Obwohl Sie mir sagten, daß Sie diesen Befehl Ihrem Verteidiger bereits erklärt haben, muß ich doch diese Frage in einer etwas anderen Form an Sie richten. Waren Sie der Ansicht, daß ein Offizier das Recht hatte, Menschen ohne Gerichtsverfahren und Voruntersuchung zu erschießen?

KEITEL: In der deutschen Armee hat es von jeher gegen eigene Soldaten, ebenso wie für Gegner, Standgerichte gegeben, die stets zusammengesetzt werden konnten aus einem Offizier und ein bis zwei Soldaten, die drei als Richter auftretend. Das nennen wir ein Standgericht. Es muß nur immer ein Offizier als Oberster in diesem Gericht vorhanden sein. Ich muß aber hierzu grundsätzlich die Erklärung, die ich gestern gegeben habe, wiederholen...

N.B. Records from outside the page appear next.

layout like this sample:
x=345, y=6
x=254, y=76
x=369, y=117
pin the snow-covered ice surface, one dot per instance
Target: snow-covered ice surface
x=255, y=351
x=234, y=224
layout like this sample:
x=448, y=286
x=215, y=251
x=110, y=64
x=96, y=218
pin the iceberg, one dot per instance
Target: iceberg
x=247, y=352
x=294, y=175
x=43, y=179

GENERAL RUDENKO: Einen Augenblick bitte. Ich bitte Sie, auf folgende Frage zu antworten: Wurde nicht durch dieses Dokument ein Rechts- und Prozeßverfahren im Falle sogenannter Verdächtiger abgeschafft und den Offizieren des deutschen Heeres das Recht zur Erschießung übertragen? Ist das richtig?

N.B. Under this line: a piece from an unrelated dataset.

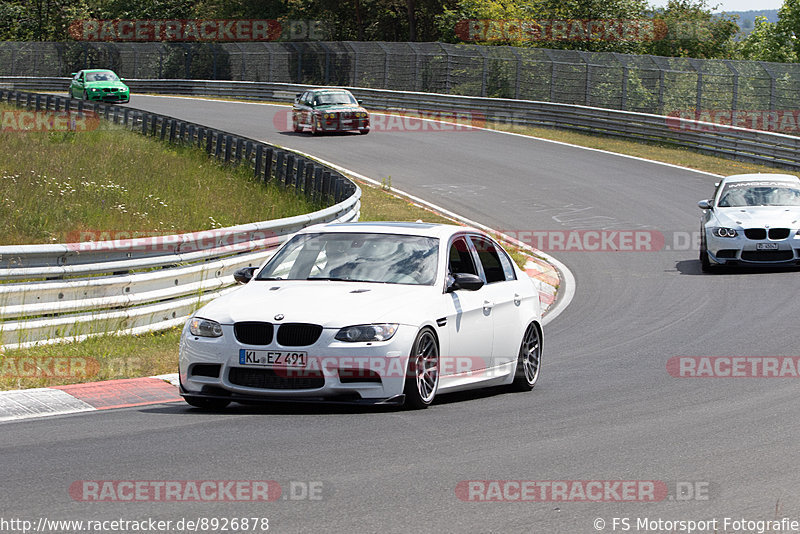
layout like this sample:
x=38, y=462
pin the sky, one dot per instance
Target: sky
x=733, y=5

KEITEL: Bei deutschen Soldaten war es richtig und war es zugelassen. Es gibt ein Kriegsgericht mit richterlichen Beamten und es gibt ein Standgericht, das sich aus Soldaten zusammensetzt. Diese sind berechtigt, im Standgerichtsverfahren gegen jeden Soldaten des deutschen Heeres ein entsprechendes Urteil zu vollziehen und zu vollstrecken.

VORSITZENDER: Sie beantworten nicht die Frage. Die Frage lautet, welches Recht dieses Dokument erteilt und nicht welche Bestimmungen im deutschen Heer galten.

GENERAL RUDENKO: Können Sie mir diese Frage beantworten: Hat dieses Dokument nicht ein Rechts- und Gerichtsverfahren abgeschafft und hat es nicht dem deutschen Offizier das Recht erteilt, wie es hier heißt, Verdächtige erschießen zu lassen?

KEITEL: Das war ein Befehl, der mir von Hitler gegeben worden ist. Er hat diesen Befehl an mich gegeben und ich habe meinen Namen daruntergesetzt. Welche Bedeutung das hat, habe ich gestern eingehend erklärt.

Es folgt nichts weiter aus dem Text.